Who This Book Is For, and Who Should Approach Carefully
A Life Impossible is not a comfort listen. It is an argument, made over eleven-plus hours, that life has value proportional to the attention you bring to it and not at all proportional to what your body can do. That argument is made rigorously and at some emotional cost to the listener. Reviewer Pat Montanaro writes that you will cry and laugh and think, which is an accurate itinerary.
Listeners who need distance from mortality right now may want to wait. But for those who can sit with a book that looks directly at ALS and does not blink, this is one of the more honest sports-adjacent memoirs in recent memory. Daniel Cummings’s narration is sober and measured, which is exactly right for material that would collapse under a more performative approach.
Frequently Asked Questions
Does the audiobook spend significant time on Gleason’s NFL career, or does it focus almost entirely on his life with ALS?
Both are covered in substantial depth. The book is structured to give you the full arc of Gleason’s life before and after the diagnosis, so the Saints years, including the famous blocked punt in the first post-Katrina home game, are explored at real length before ALS enters the story.

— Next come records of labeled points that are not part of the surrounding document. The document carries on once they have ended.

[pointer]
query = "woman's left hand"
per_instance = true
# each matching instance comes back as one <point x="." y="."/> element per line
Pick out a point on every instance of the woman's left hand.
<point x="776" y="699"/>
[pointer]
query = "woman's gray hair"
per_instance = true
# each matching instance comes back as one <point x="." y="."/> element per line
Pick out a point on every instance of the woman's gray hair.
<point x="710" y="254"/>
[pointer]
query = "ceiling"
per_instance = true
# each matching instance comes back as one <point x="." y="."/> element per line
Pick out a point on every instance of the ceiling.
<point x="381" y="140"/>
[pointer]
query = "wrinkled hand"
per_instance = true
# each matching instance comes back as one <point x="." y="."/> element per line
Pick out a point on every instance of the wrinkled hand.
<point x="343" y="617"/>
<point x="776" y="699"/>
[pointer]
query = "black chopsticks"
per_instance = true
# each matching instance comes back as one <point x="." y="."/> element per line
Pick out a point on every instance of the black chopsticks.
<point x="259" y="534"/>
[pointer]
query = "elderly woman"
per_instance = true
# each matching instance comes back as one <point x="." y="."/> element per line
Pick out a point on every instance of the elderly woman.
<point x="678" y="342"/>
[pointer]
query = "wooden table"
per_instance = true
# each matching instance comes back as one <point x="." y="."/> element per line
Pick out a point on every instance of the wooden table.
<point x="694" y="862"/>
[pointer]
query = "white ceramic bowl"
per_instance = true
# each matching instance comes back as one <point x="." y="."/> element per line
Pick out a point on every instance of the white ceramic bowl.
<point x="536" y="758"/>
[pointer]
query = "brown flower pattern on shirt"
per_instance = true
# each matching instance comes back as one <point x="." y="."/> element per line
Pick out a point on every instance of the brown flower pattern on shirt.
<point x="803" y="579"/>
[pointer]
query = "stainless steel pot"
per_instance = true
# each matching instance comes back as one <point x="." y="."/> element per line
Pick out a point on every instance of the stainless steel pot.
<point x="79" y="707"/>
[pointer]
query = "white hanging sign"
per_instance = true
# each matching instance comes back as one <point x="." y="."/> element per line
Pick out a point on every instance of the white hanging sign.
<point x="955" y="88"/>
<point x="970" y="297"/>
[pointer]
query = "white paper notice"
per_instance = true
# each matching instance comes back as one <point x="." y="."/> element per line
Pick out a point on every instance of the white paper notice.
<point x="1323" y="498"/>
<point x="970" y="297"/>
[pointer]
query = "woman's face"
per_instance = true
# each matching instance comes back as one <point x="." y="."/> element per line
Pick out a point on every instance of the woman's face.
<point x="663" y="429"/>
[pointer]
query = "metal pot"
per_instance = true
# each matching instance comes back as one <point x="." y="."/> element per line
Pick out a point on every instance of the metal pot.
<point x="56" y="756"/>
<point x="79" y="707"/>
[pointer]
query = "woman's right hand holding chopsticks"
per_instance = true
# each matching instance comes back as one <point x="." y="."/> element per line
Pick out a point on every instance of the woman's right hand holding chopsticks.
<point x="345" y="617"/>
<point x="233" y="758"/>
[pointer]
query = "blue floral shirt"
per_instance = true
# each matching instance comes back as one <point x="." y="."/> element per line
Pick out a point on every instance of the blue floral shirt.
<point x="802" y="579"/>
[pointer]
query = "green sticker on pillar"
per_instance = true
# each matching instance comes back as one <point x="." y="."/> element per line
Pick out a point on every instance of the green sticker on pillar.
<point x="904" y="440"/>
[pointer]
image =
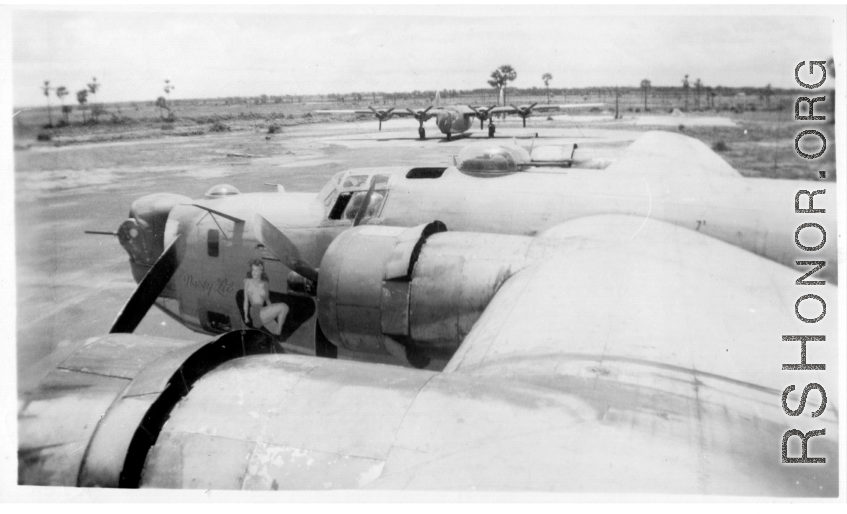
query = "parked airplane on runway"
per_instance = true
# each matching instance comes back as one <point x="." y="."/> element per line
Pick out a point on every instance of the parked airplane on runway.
<point x="604" y="332"/>
<point x="457" y="119"/>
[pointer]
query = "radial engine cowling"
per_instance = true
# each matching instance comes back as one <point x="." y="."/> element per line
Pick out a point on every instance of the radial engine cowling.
<point x="142" y="234"/>
<point x="421" y="288"/>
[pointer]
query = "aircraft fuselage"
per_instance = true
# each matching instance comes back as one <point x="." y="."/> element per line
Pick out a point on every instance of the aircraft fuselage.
<point x="206" y="294"/>
<point x="453" y="121"/>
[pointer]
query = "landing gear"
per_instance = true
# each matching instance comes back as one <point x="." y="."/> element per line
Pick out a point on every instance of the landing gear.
<point x="417" y="358"/>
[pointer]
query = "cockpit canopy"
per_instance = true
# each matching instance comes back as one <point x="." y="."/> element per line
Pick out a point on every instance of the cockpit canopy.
<point x="491" y="158"/>
<point x="221" y="190"/>
<point x="345" y="193"/>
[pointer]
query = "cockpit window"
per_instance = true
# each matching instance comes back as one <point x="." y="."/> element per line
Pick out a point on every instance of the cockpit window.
<point x="356" y="181"/>
<point x="346" y="204"/>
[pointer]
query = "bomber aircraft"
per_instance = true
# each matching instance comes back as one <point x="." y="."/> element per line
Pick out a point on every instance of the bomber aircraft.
<point x="455" y="120"/>
<point x="615" y="330"/>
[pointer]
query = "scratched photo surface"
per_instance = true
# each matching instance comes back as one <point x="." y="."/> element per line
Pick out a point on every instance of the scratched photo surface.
<point x="478" y="250"/>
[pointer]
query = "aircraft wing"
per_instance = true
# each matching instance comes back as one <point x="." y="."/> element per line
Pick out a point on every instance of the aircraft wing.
<point x="344" y="111"/>
<point x="398" y="111"/>
<point x="660" y="152"/>
<point x="633" y="356"/>
<point x="507" y="109"/>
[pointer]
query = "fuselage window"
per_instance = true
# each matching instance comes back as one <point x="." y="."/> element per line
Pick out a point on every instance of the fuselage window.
<point x="213" y="243"/>
<point x="219" y="322"/>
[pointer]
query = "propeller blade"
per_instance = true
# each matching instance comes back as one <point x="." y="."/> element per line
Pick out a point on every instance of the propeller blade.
<point x="282" y="247"/>
<point x="150" y="287"/>
<point x="364" y="207"/>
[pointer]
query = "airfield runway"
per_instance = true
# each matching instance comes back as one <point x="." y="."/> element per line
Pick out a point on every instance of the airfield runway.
<point x="71" y="285"/>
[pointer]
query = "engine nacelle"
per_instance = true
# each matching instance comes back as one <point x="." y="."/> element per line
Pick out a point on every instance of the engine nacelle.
<point x="142" y="234"/>
<point x="421" y="288"/>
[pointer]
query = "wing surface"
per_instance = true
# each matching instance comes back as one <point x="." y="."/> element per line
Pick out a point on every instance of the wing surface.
<point x="398" y="111"/>
<point x="665" y="153"/>
<point x="507" y="109"/>
<point x="635" y="357"/>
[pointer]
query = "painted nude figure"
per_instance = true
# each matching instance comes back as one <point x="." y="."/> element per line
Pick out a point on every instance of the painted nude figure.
<point x="258" y="309"/>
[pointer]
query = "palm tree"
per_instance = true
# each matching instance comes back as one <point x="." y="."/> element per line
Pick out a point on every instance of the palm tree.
<point x="501" y="77"/>
<point x="92" y="88"/>
<point x="547" y="78"/>
<point x="46" y="88"/>
<point x="698" y="87"/>
<point x="161" y="104"/>
<point x="62" y="92"/>
<point x="645" y="86"/>
<point x="82" y="98"/>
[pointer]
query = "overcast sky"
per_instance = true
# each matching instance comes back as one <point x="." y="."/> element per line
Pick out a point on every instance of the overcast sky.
<point x="337" y="50"/>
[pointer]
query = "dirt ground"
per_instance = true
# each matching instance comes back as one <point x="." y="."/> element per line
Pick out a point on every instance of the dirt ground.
<point x="71" y="285"/>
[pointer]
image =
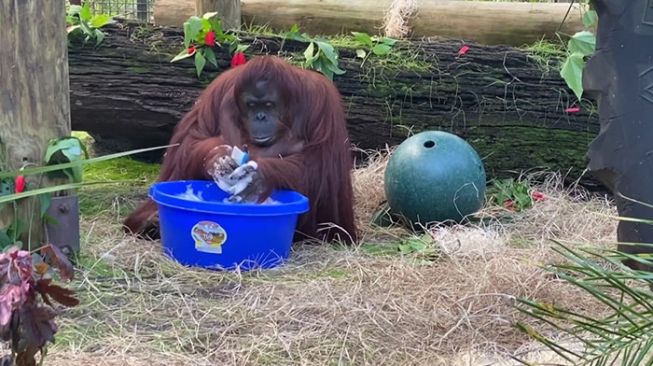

How does Daniel Cummings handle the narration of a memoir written with eye-tracking technology?
Cummings brings a measured, deliberate quality to the narration that feels appropriate for the material. He does not try to perform Gleason’s voice so much as carry the weight of what the words cost to produce. The result is somber without being oppressive.
Does the book cover the Gleason Foundation and its work with ALS patients?
Yes, though the memoir is primarily personal rather than organizational. The Foundation’s work and its motto, No White Flag, appears as thematic underpinning throughout, and the broader impact of Gleason’s advocacy is addressed, but this is not a nonprofit history.
Is A Life Impossible specifically a faith-based memoir, or is the spiritual dimension more incidental?
There is a spiritual dimension to the book, but it is not a faith memoir in the evangelical sense. Gleason grapples with existence, meaning, and his relationship with a higher power, but the inquiry is open-ended and existential rather than doctrinal.